The BIOCRT study is the largest CRT cohort reported with simultaneous CS blood and PV blood sampling obtained during device implantation. CS sampling is easily obtainable during CRT implantation. In this prospective observational study which evaluates the role of CS and PV blood sampling in patients undergoing CRT implantation, a triple marker CS strategy with NT-proBNP, gal-3, and sST2 had high specificity of 95% for identifying 6-month CRT non-responders. We found that only CS strategies were predictive of 2-year MACE despite using established PV cutpoints for “high risk” individuals with HF for NT-proBNP,12 gal-3,13 and sST2.14 Most notable was that triple positive CS results yielded the greatest risk with over 11-fold increase in adjusted hazards for developing MACE as compared to participants with triple negative CS results. Interestingly, for these patients with triple positive CS results, there was a 60% probability of developing MACE, and events occurred early within 6 months. Conversely, no single or multi-marker PV strategies were predictive of MACE.

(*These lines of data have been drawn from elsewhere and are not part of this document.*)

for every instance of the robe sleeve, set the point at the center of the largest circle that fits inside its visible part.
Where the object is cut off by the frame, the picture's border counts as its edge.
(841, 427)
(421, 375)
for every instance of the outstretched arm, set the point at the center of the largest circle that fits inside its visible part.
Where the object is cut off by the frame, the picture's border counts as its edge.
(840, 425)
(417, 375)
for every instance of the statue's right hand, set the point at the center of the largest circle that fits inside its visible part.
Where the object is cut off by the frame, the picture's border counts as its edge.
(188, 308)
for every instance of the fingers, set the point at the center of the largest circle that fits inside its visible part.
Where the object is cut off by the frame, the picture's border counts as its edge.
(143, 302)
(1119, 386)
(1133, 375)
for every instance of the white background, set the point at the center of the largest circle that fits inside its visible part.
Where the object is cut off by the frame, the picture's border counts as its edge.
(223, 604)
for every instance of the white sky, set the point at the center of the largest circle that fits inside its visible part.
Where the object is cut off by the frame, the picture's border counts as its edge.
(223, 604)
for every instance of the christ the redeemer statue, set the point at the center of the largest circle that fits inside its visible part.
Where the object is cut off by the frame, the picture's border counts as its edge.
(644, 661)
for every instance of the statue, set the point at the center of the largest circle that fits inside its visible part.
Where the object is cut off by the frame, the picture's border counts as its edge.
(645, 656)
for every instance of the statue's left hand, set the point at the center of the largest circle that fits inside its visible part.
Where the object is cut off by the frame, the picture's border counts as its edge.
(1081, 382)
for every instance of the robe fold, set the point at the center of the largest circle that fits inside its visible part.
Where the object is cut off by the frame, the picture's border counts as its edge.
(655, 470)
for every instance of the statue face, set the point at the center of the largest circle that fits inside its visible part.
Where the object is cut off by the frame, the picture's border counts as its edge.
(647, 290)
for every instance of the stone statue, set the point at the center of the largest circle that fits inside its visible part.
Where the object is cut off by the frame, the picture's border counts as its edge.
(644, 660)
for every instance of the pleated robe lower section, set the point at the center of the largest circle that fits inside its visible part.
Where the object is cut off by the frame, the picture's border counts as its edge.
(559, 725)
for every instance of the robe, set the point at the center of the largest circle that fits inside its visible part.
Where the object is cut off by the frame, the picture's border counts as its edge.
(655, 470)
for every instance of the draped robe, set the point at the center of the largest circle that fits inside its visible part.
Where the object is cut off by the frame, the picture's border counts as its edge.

While biomarkers may be utilized individually, there has been a growing trend in using a multi-marker strategy to improve the accuracy of risk prediction of patients. NT-proBNP is an established biomarker of cardiomyocyte stress16 and has a prominent role in clinical practice guidelines for HF diagnosis and prognosis.17 NT-proBNP may be of use to select therapies for HF and identify higher risk patients, while simultaneously providing important information regarding response to therapy.12 Emerging candidate HF biomarkers such as gal-3 (a macrophage marker for fibrosis) and sST2 (a member of the interleukin-1 receptor family and marker of myocyte stress) may provide further prognostic information and enhance risk stratification,4, 18, 19 and both are recently incorporated into HF clinical practice guidelines.17 Gal-3 is associated with activation of fibroblasts and macrophages,20 which are a hallmark of cardiac remodeling and linked to disease progression of HF and poor prognosis.21, 22 The biomarker, sST2, is expressed in isolated cardiac myocytes that are exposed to mechanical strain and is widely considered to be reflective of cardiac remodeling23 and elevated concentrations are additively predictive of mortality relative to NT-proBNP.2, 3, 24, 25 It is of note that our data of transcardiac gradients suggests circulating concentrations of NT-proBNP are primarily cardiac in origin, but a certain percentage of both gal-3 and sST2 may be synthesized peripherally as a peripheral vascular response to the failing heart.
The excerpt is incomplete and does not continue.